At Logan Aluminum, which switched to a consumer-driven plan two years ago, human relations chief Howard Leach says the Russellville, Ky., company's health-care spending declined 6% in the first year on the plan and another 1.5% the second. While emergency-room visits are down — largely because consumers are more likely to opt for a less expensive urgent-care clinic — doctor's office visits have increased slightly, he says. "To me, that says employees aren't skimping on necessary health care," Mr. Leach says.
Still, he adds, the pricing information available for consumers "isn't as complete as I'd like." Through Aetna Inc., Logan's consumer-health-plan provider, employees have access to approximate cost information for various medical procedures and some background information on providers on its Web site. But no source has detailed information comparing prices from provider to provider.
Logan employee Linda Foster says that since switching to the consumer-driven plan, she has been cost-conscious, being more consistent about using a less-expensive mail-order prescription service, for instance. When the 42-year-old mother recently called a couple of urgent-care centers to ask about the cost of a visit, none would tell her the price upfront. "That's where I see the limitations," Ms. Foster says. "You really have to do some digging to get the information you need."
Aetna, for its part, says it has found that consumer-directed plans can save employers money.
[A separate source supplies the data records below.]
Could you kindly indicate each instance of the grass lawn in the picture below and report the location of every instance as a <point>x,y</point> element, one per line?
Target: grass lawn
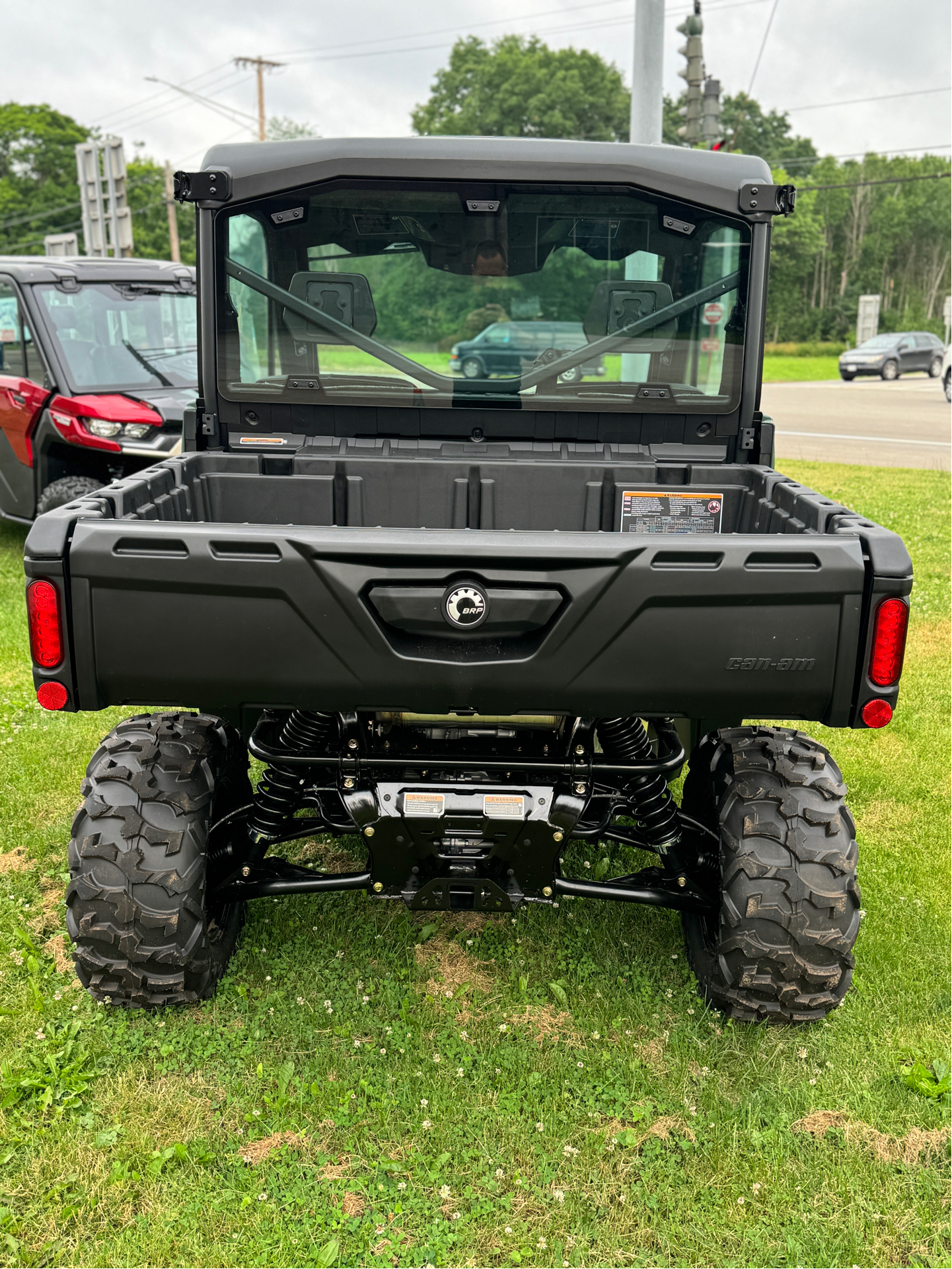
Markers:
<point>786,369</point>
<point>367,1089</point>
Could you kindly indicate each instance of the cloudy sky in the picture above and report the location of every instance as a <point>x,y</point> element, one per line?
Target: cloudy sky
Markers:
<point>358,67</point>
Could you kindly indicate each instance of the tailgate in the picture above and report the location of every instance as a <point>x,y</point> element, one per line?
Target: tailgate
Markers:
<point>227,617</point>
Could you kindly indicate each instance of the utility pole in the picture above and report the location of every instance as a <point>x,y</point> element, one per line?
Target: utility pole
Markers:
<point>646,120</point>
<point>174,252</point>
<point>646,75</point>
<point>259,65</point>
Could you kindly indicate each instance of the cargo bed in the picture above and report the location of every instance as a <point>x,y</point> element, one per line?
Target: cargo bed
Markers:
<point>314,580</point>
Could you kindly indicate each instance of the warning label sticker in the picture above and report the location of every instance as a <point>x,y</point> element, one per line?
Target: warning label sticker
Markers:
<point>683,512</point>
<point>420,806</point>
<point>504,806</point>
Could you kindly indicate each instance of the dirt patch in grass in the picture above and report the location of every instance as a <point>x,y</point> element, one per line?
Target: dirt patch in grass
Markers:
<point>451,968</point>
<point>168,1107</point>
<point>257,1151</point>
<point>653,1055</point>
<point>353,1204</point>
<point>334,1172</point>
<point>544,1025</point>
<point>884,1147</point>
<point>59,949</point>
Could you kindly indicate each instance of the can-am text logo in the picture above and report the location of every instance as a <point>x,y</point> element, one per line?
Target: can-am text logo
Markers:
<point>764,663</point>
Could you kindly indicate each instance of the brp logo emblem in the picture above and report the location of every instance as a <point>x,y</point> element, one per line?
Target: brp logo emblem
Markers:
<point>465,607</point>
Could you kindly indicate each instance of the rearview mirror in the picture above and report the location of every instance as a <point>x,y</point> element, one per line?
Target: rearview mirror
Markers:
<point>616,305</point>
<point>346,296</point>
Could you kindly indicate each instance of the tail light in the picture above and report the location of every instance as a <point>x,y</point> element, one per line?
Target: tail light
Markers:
<point>889,642</point>
<point>45,625</point>
<point>877,713</point>
<point>52,694</point>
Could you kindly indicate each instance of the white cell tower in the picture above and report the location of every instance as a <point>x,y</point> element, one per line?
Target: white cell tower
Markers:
<point>107,217</point>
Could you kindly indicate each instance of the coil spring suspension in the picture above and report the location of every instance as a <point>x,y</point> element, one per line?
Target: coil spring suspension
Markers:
<point>625,740</point>
<point>279,787</point>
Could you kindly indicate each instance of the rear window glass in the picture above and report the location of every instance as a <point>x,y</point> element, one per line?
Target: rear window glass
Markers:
<point>563,297</point>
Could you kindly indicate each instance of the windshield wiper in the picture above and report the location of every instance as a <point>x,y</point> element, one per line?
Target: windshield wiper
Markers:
<point>338,328</point>
<point>165,382</point>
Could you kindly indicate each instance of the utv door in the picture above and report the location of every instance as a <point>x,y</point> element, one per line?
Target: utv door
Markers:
<point>22,399</point>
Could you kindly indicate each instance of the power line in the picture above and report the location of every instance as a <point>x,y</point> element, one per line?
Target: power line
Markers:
<point>861,100</point>
<point>763,45</point>
<point>855,154</point>
<point>885,180</point>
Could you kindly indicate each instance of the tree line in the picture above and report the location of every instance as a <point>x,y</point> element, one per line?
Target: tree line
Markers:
<point>889,238</point>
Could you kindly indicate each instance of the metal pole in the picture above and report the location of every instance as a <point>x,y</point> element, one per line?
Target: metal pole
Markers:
<point>647,73</point>
<point>174,252</point>
<point>646,116</point>
<point>260,102</point>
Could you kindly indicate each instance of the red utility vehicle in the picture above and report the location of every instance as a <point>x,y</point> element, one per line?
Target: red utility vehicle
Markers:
<point>98,361</point>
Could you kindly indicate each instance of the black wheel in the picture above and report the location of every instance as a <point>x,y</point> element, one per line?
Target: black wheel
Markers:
<point>778,948</point>
<point>61,491</point>
<point>144,853</point>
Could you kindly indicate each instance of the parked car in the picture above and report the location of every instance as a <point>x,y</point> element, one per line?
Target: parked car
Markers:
<point>98,361</point>
<point>891,355</point>
<point>511,347</point>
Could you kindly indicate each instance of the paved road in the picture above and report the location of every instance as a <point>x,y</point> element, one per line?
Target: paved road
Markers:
<point>900,424</point>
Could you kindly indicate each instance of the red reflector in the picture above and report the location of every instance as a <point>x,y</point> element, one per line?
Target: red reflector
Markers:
<point>52,696</point>
<point>877,713</point>
<point>44,617</point>
<point>889,642</point>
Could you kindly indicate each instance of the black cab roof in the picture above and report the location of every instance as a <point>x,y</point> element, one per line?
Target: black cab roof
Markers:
<point>260,168</point>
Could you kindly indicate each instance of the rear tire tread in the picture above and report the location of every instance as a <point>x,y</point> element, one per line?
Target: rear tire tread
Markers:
<point>790,910</point>
<point>151,792</point>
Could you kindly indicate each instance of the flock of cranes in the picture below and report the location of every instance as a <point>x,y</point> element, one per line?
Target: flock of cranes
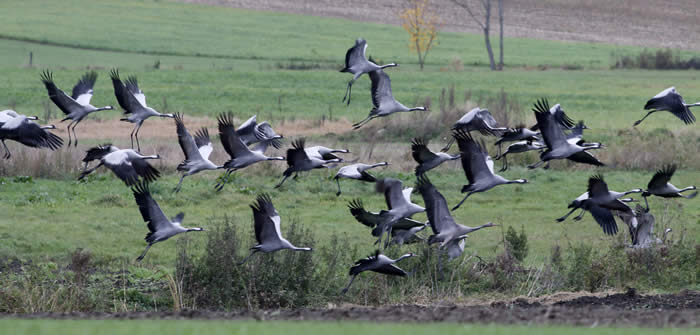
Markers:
<point>555,136</point>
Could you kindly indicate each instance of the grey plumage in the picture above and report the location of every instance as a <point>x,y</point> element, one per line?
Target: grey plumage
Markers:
<point>127,164</point>
<point>267,228</point>
<point>669,100</point>
<point>133,101</point>
<point>298,161</point>
<point>356,171</point>
<point>77,106</point>
<point>356,63</point>
<point>558,147</point>
<point>398,201</point>
<point>383,100</point>
<point>478,167</point>
<point>477,119</point>
<point>378,263</point>
<point>241,155</point>
<point>23,129</point>
<point>402,231</point>
<point>427,159</point>
<point>660,186</point>
<point>251,132</point>
<point>196,149</point>
<point>445,230</point>
<point>159,226</point>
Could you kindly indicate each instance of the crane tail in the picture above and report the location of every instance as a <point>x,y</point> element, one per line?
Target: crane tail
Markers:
<point>249,256</point>
<point>345,290</point>
<point>636,123</point>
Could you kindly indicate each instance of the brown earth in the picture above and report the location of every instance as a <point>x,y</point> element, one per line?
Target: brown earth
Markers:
<point>653,23</point>
<point>620,309</point>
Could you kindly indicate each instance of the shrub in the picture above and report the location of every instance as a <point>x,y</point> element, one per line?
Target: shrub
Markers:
<point>517,244</point>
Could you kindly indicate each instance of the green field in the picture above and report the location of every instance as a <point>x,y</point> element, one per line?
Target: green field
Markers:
<point>55,327</point>
<point>39,215</point>
<point>240,51</point>
<point>215,59</point>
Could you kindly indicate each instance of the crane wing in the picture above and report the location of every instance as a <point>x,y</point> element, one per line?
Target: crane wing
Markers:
<point>297,153</point>
<point>132,85</point>
<point>597,186</point>
<point>203,142</point>
<point>391,269</point>
<point>65,103</point>
<point>266,219</point>
<point>381,88</point>
<point>436,206</point>
<point>125,98</point>
<point>187,143</point>
<point>420,151</point>
<point>662,176</point>
<point>82,91</point>
<point>31,134</point>
<point>605,219</point>
<point>361,215</point>
<point>393,193</point>
<point>150,211</point>
<point>473,157</point>
<point>229,138</point>
<point>551,131</point>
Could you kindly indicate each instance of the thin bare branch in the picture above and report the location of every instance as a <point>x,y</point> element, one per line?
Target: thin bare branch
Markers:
<point>465,5</point>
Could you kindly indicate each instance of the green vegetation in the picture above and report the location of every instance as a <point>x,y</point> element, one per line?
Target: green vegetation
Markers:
<point>250,52</point>
<point>45,218</point>
<point>204,60</point>
<point>180,327</point>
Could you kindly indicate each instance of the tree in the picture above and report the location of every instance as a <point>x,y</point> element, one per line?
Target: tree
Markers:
<point>422,25</point>
<point>486,27</point>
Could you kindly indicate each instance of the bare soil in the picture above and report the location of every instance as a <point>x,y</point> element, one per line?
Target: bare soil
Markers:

Data from 13,500 plan participants in 2003 — the latest for which the company has done analysis — showed that employers who offered such plans as a voluntary option slowed their health-care spending growth to a rate of 3.7%, while those who made the switch completely saw costs fall 11%, mostly because of fewer visits to doctors and hospitals. At the same time, the use of treatments or tests for preventive care rose faster among those in consumer-driven plans, compared with a similar population in a traditional plan.
A big reason that participants in consumer-driven plans have kept up with preventive care is the way many large employers structure their plans. Rather than HSAs, most have continued to provide the earlier-generation Health Reimbursement Account, which give employers more flexibility in designing the plan. Many early adopters also have continued to provide at least some coverage for preventive care.
For instance, Whirlpool built enough financial incentives into its consumer-directed offering that 40% of its U.S. employees opted to join it when it first began in January 2004. The company covers physicals, immunizations and other preventive care upfront, then contributes a certain amount to the employee's personal care account before the deductible kicks in. By January of this year, the percentage of employees who joined the consumer-directed plan was 55%, says Janice Pushaw, director of Whirlpool's global benefits strategy. Logan also fully covers preventive care before patients begin to pay money out of their account.
Some insurance executives caution employers against switching their entire work forces to a consumer-directed plan. Howard Phanstiel, chief executive of managed-care company Pacificare Health Systems, cites the example of one large employer that moved its work force to a high-deductible plan, only to learn that some of its employees had trouble paying for the delivery of their babies. Pacificare offers a number of consumer-directed plans, but "they are not a panacea," he says.